Top state environmental officials plan to push for wider use of electric vehicles as a result of the $72.2 million it received from a federal settlement with Volkswagen.
The state’s share is the result of a $2.9 billion federal suit stemming from the Volkswagen emission scandal, whereby the German automaker was revealed to have been installing devices to cheat state emissions testing programs across the U.S.
“Through this settlement, we have the opportunity to make investments to clean up our air, righting a wrong for disproportionately impacted communities and setting New Jersey on a path to a clean energy and transportation future,” Gov. Phil Murphy said in a prepared statement.
Officials at the state Department of Environmental Protection plan to use the funds for programs that would reduce greenhouse gas emissions and smog-producing gases, and help the communities that they have disproportionately affected, according to a DEP statement.

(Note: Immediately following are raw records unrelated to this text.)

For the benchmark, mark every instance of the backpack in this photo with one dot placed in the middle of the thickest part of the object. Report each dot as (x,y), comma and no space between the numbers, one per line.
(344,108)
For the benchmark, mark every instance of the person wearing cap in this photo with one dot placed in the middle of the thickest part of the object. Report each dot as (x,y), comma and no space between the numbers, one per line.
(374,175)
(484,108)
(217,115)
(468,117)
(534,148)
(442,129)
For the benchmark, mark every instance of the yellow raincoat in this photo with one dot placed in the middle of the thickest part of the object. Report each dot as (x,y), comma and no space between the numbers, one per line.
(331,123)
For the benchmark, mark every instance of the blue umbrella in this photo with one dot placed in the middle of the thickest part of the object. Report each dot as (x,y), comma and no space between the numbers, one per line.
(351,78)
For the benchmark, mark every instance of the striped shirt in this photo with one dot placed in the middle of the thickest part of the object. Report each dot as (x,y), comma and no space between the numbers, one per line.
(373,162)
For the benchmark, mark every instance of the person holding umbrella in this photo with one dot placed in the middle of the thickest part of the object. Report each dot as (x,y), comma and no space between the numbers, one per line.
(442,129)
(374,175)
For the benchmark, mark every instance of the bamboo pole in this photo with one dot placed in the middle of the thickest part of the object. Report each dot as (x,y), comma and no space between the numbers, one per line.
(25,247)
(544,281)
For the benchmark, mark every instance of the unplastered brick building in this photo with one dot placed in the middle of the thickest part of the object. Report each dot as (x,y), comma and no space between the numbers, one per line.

The DEP’s draft plan, released Monday, calls for the agency to use the majority of the money to install new charger stations and phase out older vehicles, replacing them with electric vehicles
“Our goal is to use New Jersey’s share of the national Volkswagen settlement to develop programs that are consistent with Gov. Murphy’s commitment to reduce smog as well as greenhouse gas emissions, advance environmental justice goals in urban areas and expand the use of electric vehicles,” wrote DEP Commissioner Catherine McCabe.